Handling OOM Issues

Handling OOM Issues#

OOM errors are common in large-scale RL training. This guide covers how to resolve them across generation, training, and weight updates in AReaL.

Understanding Memory Usage#

Before applying fixes, understand which parameters affect memory usage:

Core Parameters#

allocation_mode: How inference and training are distributed across GPUs. For large models, tensor parallelism typically uses less memory per GPU than data parallelism.
train_dataset.max_length: Maximum prompt length. Longer prompts require more memory.
gconfig.max_new_tokens: Tokens to generate per prompt. Combined with max_length, this determines the total sequence length.
actor.mb_spec.max_tokens_per_mb: Tokens per micro-batch during forward/backward passes. This is the primary parameter for controlling training memory. Cannot be set below max_length + max_new_tokens.
max_concurrent_rollouts: Number of parallel generation requests. More requests improve throughput but increase memory usage.

Engine-Specific Parameters#

Inference Engine: sglang.mem_fraction_static controls how much GPU memory SGLang uses. Check the SGLang docs for more tuning options.
Training Engine: FSDP sharding and other PyTorch settings also impact memory usage. The FSDP docs have more details.

Note: train_dataset.batch_size does not affect peak memory usage. Focus on the parameters above when troubleshooting OOM issues.

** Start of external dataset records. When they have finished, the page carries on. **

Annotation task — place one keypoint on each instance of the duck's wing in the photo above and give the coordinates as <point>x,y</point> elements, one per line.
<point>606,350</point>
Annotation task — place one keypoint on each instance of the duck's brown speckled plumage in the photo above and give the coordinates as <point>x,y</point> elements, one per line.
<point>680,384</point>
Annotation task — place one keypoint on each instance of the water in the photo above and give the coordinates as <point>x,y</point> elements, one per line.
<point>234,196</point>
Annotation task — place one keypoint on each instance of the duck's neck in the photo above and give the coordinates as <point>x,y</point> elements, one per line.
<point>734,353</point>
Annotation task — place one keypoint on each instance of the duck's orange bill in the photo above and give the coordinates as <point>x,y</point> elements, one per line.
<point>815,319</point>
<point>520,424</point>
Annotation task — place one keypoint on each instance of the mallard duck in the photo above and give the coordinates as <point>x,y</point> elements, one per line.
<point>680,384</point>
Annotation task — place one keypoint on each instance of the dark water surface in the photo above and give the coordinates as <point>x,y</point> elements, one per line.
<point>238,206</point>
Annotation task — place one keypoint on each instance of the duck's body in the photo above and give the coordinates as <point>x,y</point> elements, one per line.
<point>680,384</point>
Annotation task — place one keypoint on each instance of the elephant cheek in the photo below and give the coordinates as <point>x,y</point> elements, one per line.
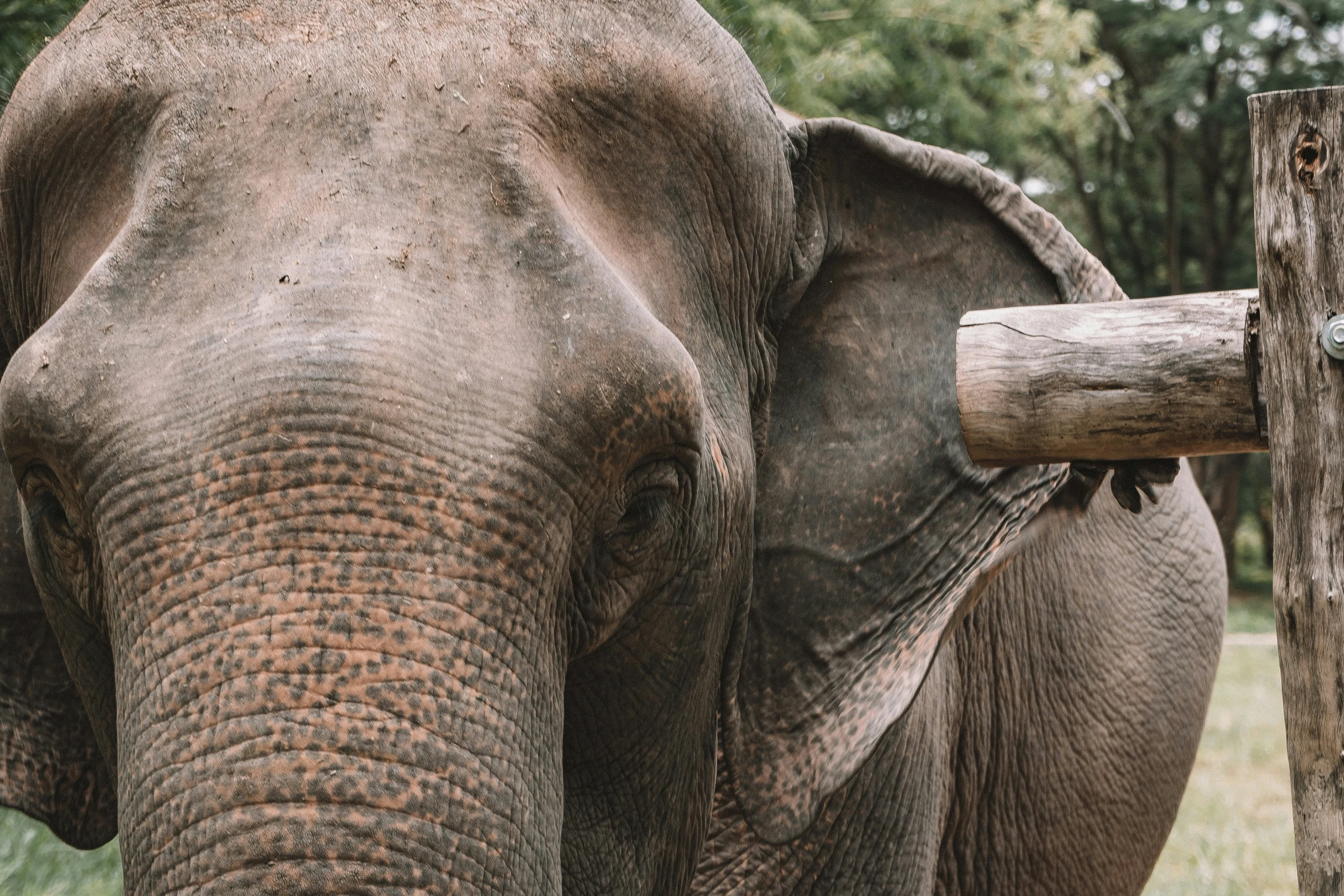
<point>300,719</point>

Resolving Generation OOM Errors#

When generation OOM errors occur, try the following solutions:

1. Reduce Concurrent Rollouts (Most Effective)#

Lower the number of parallel generation requests:

max_concurrent_rollouts: 200  # Try reducing from default values like 256

This directly reduces memory pressure on the inference servers and is often the most effective solution.

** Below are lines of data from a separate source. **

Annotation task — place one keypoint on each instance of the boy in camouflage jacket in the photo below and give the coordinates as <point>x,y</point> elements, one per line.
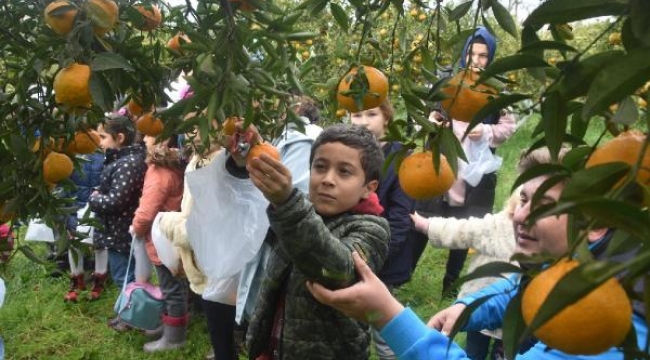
<point>315,236</point>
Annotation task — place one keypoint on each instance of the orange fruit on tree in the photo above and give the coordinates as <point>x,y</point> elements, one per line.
<point>229,126</point>
<point>56,167</point>
<point>464,98</point>
<point>134,106</point>
<point>72,88</point>
<point>263,148</point>
<point>174,43</point>
<point>377,89</point>
<point>152,17</point>
<point>60,15</point>
<point>419,179</point>
<point>84,142</point>
<point>626,147</point>
<point>103,14</point>
<point>591,325</point>
<point>150,125</point>
<point>5,216</point>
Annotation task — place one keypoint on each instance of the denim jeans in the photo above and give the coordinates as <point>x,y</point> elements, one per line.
<point>117,264</point>
<point>175,291</point>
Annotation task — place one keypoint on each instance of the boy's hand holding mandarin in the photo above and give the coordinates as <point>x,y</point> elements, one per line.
<point>271,177</point>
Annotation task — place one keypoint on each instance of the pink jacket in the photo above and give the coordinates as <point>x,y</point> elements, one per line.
<point>494,134</point>
<point>162,191</point>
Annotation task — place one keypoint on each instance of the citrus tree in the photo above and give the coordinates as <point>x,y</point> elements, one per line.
<point>67,63</point>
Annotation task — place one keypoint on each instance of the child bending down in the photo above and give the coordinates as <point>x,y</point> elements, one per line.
<point>315,236</point>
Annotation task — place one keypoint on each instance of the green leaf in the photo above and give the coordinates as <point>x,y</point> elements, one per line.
<point>577,77</point>
<point>563,11</point>
<point>494,106</point>
<point>492,269</point>
<point>627,112</point>
<point>504,19</point>
<point>621,77</point>
<point>300,36</point>
<point>510,63</point>
<point>594,181</point>
<point>460,10</point>
<point>31,254</point>
<point>107,60</point>
<point>340,16</point>
<point>547,45</point>
<point>514,322</point>
<point>554,118</point>
<point>640,20</point>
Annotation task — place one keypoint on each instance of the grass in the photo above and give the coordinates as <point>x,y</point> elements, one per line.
<point>36,324</point>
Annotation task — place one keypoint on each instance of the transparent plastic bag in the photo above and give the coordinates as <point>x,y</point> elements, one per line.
<point>167,252</point>
<point>480,159</point>
<point>227,222</point>
<point>86,230</point>
<point>38,231</point>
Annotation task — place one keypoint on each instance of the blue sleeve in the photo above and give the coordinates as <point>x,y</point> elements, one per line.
<point>411,339</point>
<point>489,315</point>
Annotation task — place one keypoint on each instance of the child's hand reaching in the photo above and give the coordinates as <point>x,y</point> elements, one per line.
<point>271,177</point>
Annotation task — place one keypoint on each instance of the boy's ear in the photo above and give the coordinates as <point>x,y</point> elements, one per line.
<point>370,188</point>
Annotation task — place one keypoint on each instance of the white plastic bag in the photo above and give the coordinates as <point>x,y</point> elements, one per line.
<point>86,230</point>
<point>38,231</point>
<point>167,252</point>
<point>480,159</point>
<point>227,222</point>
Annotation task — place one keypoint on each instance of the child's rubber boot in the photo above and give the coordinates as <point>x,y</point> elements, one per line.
<point>76,284</point>
<point>174,335</point>
<point>98,285</point>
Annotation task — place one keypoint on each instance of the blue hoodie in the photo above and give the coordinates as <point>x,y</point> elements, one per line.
<point>489,39</point>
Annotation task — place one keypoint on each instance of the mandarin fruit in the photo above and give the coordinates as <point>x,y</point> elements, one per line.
<point>150,125</point>
<point>464,99</point>
<point>626,147</point>
<point>56,167</point>
<point>419,179</point>
<point>263,148</point>
<point>152,17</point>
<point>60,20</point>
<point>84,142</point>
<point>591,325</point>
<point>72,88</point>
<point>376,92</point>
<point>103,14</point>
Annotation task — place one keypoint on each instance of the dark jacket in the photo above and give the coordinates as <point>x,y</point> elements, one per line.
<point>119,193</point>
<point>86,179</point>
<point>397,209</point>
<point>308,247</point>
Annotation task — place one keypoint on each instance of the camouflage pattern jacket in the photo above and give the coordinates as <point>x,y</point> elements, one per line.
<point>308,247</point>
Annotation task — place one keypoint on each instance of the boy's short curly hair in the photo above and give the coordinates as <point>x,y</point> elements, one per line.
<point>356,137</point>
<point>120,125</point>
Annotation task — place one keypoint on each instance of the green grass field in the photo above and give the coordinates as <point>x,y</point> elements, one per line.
<point>36,324</point>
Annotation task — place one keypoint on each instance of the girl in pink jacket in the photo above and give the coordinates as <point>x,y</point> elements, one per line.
<point>162,191</point>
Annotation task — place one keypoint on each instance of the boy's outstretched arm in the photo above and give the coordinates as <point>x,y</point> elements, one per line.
<point>271,177</point>
<point>368,300</point>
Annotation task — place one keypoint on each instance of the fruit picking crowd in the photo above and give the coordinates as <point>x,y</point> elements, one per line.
<point>294,246</point>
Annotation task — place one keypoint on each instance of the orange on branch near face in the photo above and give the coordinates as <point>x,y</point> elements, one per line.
<point>150,125</point>
<point>152,17</point>
<point>419,179</point>
<point>590,326</point>
<point>377,89</point>
<point>61,21</point>
<point>56,167</point>
<point>464,98</point>
<point>263,148</point>
<point>72,88</point>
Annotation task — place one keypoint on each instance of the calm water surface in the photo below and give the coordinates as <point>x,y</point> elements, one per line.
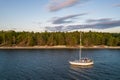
<point>53,64</point>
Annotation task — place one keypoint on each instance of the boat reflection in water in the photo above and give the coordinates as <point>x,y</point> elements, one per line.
<point>80,72</point>
<point>86,66</point>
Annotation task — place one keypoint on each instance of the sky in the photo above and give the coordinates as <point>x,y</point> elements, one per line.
<point>60,15</point>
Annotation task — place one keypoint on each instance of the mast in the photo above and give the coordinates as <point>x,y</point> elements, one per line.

2. Adjust Parallelism Strategy#

Increase tensor parallelism to distribute model weights across more GPUs:

# Before: sglang:d4+fsdp:d4 (4 data parallel processes)
# After: sglang:d2t2+fsdp:d4 (2 data parallel, 2 tensor parallel)
allocation_mode: sglang:d2t2+fsdp:d4

Note that higher tensor parallelism reduces generation throughput.

3. Tune SGLang Parameters#

Adjust SGLang memory allocation:

sglang:
  mem_fraction_static: 0.8  # Reduce from 0.9 to leave more memory headroom

See the SGLang docs for additional tuning options.

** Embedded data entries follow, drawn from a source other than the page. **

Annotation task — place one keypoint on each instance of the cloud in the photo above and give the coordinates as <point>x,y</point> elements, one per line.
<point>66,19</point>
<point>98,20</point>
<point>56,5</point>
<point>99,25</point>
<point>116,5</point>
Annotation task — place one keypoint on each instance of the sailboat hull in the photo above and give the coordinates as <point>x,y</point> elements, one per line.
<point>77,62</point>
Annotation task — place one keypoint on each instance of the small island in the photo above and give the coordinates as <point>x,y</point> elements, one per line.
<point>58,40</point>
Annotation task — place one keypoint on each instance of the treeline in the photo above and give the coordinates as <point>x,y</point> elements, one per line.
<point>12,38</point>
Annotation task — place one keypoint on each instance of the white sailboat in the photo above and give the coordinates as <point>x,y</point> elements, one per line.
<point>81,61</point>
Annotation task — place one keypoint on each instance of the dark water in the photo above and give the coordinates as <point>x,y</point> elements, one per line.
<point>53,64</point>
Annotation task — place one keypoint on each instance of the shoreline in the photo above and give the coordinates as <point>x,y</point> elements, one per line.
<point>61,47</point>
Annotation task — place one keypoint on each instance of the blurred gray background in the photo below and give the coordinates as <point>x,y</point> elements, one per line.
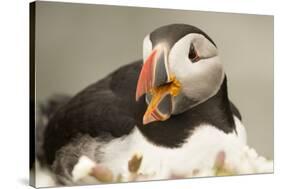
<point>77,44</point>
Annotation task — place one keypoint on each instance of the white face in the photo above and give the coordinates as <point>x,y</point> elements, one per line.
<point>197,68</point>
<point>201,78</point>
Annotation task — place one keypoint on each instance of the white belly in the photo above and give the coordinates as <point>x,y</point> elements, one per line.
<point>198,153</point>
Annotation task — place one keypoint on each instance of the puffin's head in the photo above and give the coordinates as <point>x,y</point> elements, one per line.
<point>181,69</point>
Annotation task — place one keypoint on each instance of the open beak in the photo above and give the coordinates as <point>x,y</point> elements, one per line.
<point>155,81</point>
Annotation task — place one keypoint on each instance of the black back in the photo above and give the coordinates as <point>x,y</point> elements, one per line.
<point>109,107</point>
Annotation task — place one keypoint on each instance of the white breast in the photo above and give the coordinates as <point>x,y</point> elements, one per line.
<point>197,154</point>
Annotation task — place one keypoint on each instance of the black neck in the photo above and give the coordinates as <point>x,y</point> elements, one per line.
<point>216,111</point>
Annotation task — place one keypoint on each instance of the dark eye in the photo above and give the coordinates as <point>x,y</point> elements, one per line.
<point>193,56</point>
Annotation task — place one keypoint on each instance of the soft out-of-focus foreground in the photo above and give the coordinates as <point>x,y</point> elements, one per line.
<point>77,44</point>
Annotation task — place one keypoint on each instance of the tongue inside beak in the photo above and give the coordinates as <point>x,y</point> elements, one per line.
<point>160,106</point>
<point>156,82</point>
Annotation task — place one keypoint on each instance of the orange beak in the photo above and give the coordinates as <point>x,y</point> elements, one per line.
<point>155,81</point>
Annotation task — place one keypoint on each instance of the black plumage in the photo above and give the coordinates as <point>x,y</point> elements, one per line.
<point>109,107</point>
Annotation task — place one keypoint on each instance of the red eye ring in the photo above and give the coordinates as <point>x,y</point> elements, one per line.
<point>193,55</point>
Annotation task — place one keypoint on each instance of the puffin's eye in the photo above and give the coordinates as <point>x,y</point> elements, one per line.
<point>193,56</point>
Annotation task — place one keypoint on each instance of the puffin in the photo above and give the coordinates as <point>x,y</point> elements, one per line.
<point>168,113</point>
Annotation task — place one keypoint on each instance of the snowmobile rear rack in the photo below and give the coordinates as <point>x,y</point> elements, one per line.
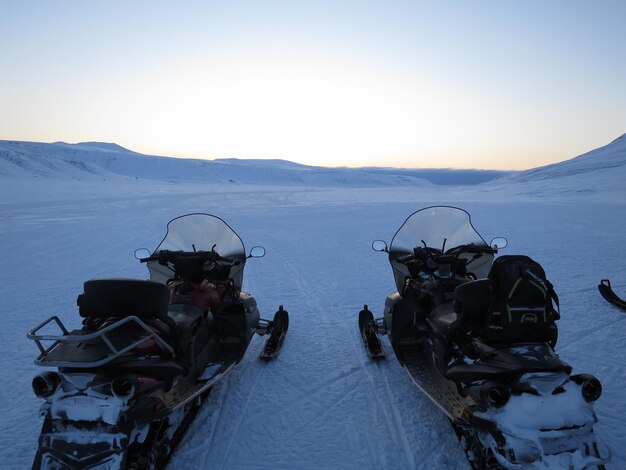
<point>66,350</point>
<point>607,292</point>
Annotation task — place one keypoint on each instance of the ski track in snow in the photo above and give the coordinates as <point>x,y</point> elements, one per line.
<point>321,403</point>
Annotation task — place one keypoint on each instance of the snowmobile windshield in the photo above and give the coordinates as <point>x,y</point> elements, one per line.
<point>442,228</point>
<point>200,232</point>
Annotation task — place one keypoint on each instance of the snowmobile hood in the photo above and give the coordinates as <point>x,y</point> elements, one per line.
<point>200,232</point>
<point>442,228</point>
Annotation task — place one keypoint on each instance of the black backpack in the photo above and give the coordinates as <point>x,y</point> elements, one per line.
<point>521,302</point>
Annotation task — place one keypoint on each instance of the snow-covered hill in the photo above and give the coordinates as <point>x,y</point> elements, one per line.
<point>601,170</point>
<point>100,160</point>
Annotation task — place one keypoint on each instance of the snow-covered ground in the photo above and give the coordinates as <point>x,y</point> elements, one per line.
<point>321,404</point>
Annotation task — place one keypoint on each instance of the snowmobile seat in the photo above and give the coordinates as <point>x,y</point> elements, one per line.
<point>471,301</point>
<point>157,367</point>
<point>103,298</point>
<point>444,319</point>
<point>184,316</point>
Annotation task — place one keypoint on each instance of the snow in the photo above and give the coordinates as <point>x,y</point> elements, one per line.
<point>321,404</point>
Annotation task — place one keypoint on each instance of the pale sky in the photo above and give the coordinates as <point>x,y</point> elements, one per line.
<point>459,84</point>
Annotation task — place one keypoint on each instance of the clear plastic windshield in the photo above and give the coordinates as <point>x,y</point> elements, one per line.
<point>439,227</point>
<point>200,232</point>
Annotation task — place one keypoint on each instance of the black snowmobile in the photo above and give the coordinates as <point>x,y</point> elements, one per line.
<point>128,383</point>
<point>477,338</point>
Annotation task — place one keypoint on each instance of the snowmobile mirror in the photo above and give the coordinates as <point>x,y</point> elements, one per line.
<point>379,245</point>
<point>141,253</point>
<point>257,252</point>
<point>499,243</point>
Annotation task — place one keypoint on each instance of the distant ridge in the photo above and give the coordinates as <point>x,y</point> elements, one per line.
<point>89,160</point>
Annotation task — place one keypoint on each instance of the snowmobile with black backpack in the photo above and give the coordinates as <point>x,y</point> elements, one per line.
<point>477,337</point>
<point>128,382</point>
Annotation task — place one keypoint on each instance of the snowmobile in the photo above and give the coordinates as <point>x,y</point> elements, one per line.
<point>490,368</point>
<point>609,295</point>
<point>128,382</point>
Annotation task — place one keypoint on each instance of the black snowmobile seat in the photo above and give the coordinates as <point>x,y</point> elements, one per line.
<point>471,301</point>
<point>104,298</point>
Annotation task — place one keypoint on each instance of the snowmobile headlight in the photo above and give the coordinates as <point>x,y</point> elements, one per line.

Resolving Training OOM Errors#

Training OOM errors require reducing the memory footprint of gradient computation and model updates.

1. Optimize Micro-batch Size#

Set max_tokens_per_mb as low as possible:

actor:
  mb_spec:
    max_tokens_per_mb: 4096  # train_dataset.max_length + gconfig.max_new_tokens

For multi-turn conversations, calculate it like this:

max_tokens_per_mb = <longest_conversation_length> + gconfig.max_new_tokens

The exact value depends on your RolloutWorkflow implementation.

2. Enable Gradient Checkpointing#

actor:
  gradient_checkpointing: true

3. Enable 5D Parallelism#

For long contexts where max_tokens_per_mb cannot be reduced further, use Ulysses sequence parallelism to distribute sequences across multiple GPUs:

# Before: sglang:d4+fsdp:d4 (4 data parallel processes)
# After: sglang:d4+fsdp:d2c2 (2 data parallel, 2 ulysses context parallel)
allocation_mode: sglang:d4+fsdp:d2c2

The Ulysses context parallel size must evenly divide the model’s attention head count.

For example, with 40 attention heads:

Valid: 1, 2, 4, 8

Invalid: 16, 32

You can also enable tensor parallelism with FSDP:

# Before: sglang:d4+fsdp:d4 (4 data parallel processes)
# After: sglang:d4+fsdp:d2t2 (2 data parallel, 2 tensor parallel)
allocation_mode: sglang:d4+fsdp:d2t2

For the Megatron and Archon backends, you can also enable pipeline and expert parallelism:

# Before: sglang:d4+fsdp:d4 (4 data parallel processes)
# After: sglang:d4+archon:d2p2e2 (2 data parallel with 2 overlaid expert parallel, 2 pipeline parallel, still 4 GPUs)
allocation_mode: sglang:d4+archon:d2p2e2

We recommend pipeline and expert parallelism over tensor/context parallelism. Check Allocation Mode Reference for more details.

4. Switch to a Lightweight Optimizer#

AReaL supports different optimizers depending on the training engine.

Optimizer	FSDP	Megatron	Name
AdamW (default)	✅	✅	adam
SGD	✅	✅	sgd
AdamW_bf16	✅	✅	adam_bf16

SGD and AdamW_bf16 use less memory than the default AdamW. Switch by setting actor.optimizer.type: <name> in your YAML configuration file (e.g., actor.optimizer.type: sgd).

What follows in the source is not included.